In 2010, Farin Bakhtiari ’14 (Psychology) and her family emigrated from Iran to the United States. She knew enough English to get along in her new country, but adjusting to a new culture while becoming the first person in her family to attend college placed multiple obstacles in her life — but they never kept her from pursuing her academic and personal goals.
Bakhtiari was one of more than 11,000 graduates from California State University, Northridge this year, receiving a master’s degree in general experimental psychology with honors. During her undergraduate studies at CSUN, she volunteered for on-campus and off-campus community services. As a graduate student, Bakhtiari served as teaching assistant and participated in department research projects. To honor her persistence and diligence, the university awarded Bakhtiari the CSUN Graduate Scholarship for 2016.
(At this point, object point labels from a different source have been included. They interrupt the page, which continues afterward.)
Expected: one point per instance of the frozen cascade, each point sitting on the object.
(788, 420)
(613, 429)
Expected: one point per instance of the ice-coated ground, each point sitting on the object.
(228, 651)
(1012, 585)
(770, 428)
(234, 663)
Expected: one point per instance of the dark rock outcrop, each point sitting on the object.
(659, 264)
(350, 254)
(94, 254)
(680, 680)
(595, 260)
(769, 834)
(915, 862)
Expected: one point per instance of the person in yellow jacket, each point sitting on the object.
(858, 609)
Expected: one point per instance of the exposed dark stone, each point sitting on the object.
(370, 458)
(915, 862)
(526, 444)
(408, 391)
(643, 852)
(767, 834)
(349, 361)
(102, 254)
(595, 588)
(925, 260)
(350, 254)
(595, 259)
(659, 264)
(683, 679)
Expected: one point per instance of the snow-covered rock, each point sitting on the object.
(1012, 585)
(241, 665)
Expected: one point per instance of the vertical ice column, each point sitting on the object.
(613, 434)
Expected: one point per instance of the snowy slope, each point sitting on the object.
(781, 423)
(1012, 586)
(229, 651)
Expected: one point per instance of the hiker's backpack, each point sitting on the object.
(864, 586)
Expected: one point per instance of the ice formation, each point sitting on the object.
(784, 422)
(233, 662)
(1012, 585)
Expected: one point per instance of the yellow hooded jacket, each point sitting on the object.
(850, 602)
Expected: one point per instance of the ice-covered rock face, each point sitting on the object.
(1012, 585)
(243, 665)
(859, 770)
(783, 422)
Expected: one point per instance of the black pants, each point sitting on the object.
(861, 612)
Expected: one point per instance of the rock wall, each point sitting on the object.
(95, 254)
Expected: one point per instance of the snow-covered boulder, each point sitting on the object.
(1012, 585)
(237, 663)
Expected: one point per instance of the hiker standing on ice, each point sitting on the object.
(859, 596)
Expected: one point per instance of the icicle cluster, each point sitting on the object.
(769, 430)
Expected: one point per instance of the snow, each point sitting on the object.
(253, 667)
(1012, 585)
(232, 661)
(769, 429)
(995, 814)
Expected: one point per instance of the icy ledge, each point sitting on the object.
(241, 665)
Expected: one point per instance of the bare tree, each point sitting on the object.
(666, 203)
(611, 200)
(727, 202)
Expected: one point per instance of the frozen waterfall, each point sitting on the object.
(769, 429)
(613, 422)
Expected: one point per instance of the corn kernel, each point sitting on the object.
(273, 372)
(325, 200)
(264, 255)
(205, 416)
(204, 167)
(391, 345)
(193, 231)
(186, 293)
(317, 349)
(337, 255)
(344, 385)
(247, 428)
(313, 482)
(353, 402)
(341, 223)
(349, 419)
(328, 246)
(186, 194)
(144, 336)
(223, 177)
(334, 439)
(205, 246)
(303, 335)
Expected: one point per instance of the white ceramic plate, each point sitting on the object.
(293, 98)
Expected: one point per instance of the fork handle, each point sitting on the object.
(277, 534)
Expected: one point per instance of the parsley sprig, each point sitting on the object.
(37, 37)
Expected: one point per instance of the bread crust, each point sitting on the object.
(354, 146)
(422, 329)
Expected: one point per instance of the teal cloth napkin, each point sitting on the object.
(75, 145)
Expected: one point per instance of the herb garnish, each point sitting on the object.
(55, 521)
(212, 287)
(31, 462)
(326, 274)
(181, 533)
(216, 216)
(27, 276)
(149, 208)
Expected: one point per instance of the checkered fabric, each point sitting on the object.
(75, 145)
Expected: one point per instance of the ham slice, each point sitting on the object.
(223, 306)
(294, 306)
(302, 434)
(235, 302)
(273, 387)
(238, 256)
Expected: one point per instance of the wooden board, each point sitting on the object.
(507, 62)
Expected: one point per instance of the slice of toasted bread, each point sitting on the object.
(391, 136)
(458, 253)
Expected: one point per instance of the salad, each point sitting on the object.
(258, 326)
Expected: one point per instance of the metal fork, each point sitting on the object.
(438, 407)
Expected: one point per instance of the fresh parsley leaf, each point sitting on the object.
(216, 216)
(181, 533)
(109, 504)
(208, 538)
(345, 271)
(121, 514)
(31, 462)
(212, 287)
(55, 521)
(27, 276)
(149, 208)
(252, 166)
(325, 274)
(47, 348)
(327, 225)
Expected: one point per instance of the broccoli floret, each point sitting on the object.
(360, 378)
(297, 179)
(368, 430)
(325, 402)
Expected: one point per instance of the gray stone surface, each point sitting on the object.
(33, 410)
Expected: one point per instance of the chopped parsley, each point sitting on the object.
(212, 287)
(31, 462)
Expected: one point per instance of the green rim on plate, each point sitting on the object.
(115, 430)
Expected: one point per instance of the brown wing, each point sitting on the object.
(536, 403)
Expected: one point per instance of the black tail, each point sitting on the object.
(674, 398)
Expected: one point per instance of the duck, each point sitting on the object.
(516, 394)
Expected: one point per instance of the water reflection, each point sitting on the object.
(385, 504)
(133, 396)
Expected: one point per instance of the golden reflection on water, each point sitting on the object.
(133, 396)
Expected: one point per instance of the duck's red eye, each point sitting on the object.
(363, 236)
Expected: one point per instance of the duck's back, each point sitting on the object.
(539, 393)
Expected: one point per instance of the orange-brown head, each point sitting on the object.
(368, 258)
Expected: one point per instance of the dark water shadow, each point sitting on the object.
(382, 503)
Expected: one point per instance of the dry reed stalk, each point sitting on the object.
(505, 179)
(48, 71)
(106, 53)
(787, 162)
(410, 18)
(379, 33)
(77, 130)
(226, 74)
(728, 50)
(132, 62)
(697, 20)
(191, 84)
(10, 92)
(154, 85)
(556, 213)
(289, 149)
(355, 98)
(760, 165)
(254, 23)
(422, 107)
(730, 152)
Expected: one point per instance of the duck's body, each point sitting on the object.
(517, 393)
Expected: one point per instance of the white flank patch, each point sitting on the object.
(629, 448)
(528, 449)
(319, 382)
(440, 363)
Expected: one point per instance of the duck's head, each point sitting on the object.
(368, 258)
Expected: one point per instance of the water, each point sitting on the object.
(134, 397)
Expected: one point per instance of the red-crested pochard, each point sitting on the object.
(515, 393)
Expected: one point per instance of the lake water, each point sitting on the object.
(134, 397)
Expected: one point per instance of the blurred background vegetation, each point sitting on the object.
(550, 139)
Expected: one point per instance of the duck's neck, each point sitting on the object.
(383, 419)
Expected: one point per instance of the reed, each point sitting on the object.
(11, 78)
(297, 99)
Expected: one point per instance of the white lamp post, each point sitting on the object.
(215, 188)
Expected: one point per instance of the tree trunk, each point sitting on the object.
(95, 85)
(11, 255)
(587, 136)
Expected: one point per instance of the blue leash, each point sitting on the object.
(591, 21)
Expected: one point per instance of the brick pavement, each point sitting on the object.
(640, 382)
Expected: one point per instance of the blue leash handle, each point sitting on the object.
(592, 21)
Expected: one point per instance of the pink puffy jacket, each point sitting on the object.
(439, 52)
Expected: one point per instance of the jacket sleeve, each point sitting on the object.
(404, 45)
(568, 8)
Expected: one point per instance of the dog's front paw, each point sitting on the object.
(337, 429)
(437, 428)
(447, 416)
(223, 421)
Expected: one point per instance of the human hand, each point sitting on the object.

“Someone [is] out there that has invested in me and my education,” Bakhtiari said. “When we worry about money, it’s harder to focus on our education. Even if we are good students, we may have to work two or three jobs to just keep going.”
Bakhtiari said she appreciates the financial support and wants to give back to CSUN.
“Many students come from low-income families,” she said. “I can give back by supporting a scholarship later. Right now, I don’t have the financial resources, but I can mentor other students or volunteer — because now I don’t have to worry about the money aspect of my education.”
While attending Pierce Community College from 2010-12, Bakhtiari took several courses in sociology and psychology. After consulting with her advisor, Bakhtiari decided to become a psychology major when she transferred to CSUN.
“At CSUN, I have been involved in many activities to immerse myself in the psychology field,” she said. “[I explored] the various options available to psychology majors, [which helped] me decide on my future educational and career goals.”
In her first year at CSUN, Bakhtiari became a peer educator for CSUN’s Blues Project, an initiative for depression and suicide prevention. She completed 120 hours of training, gave presentations and educated college and university students about depression.
“This experience opened my eyes to the importance of providing fact-based information about mental health, and how much difference these workshops can provide to individuals in need,” she said.
Beyond her campus involvement, Bakhtiari contributed to local community services. She volunteered for the National Alliance on Mental Illness (NAMI), gaining firsthand experience with families affected by mental illness.
“[It] made me more sensitive, understanding and realistic about mental illnesses,” she said.
While volunteering at NAMI, Bakhtiari helped Iranian families who had recently immigrated to the United States to identify resources, using her bilingual skills in English and Farsi
“Helping recent immigrants assimilate to the United States’ culture while still celebrating their native culture has sparked my interest in understanding how family dynamics influence positive mental health in immigrant families, as they experience the acculturation process,” she said. “I am very interested in how immigrant families cope with acculturative stress.”
As an undergraduate student at CSUN, Bakhtiari became a teaching assistant for a junior-level research methods class. As a graduate student, she taught the statistics lab PSY320L, which sparked her passion for teaching.
She also worked part-time as a student assistant in CSUN’s Department of Psychology and in the department’s psychology research office, working closely with students.
For the past three years, Bakhtiari has worked on the department’s Adolescent and Adult Adjustment research project. She examined how neighborhood, family, peer and school climates related to adolescents’ and young adults’ academics and mental health. Bakhtiari was quickly promoted to assistant lab supervisor and then to lab supervisor.
“Joining this lab was the most influential experience in my educational path, because it allowed me to discover my passion for conducting research,” she said.
This fall, Bakhtiari will move on to the University of Texas at Austin to pursue a Ph.D. in human development and family sciences, aiming for a research-based teaching career.
“Having firsthand experience with marginalization as well as immigration, I am ready to commit my academic life to those who need it most,” Bakhtiari said. “It is my deepest desire to secure a position in a diverse university where I can teach and mentor students, and continue my research on marginalized and underrepresented individuals and families.”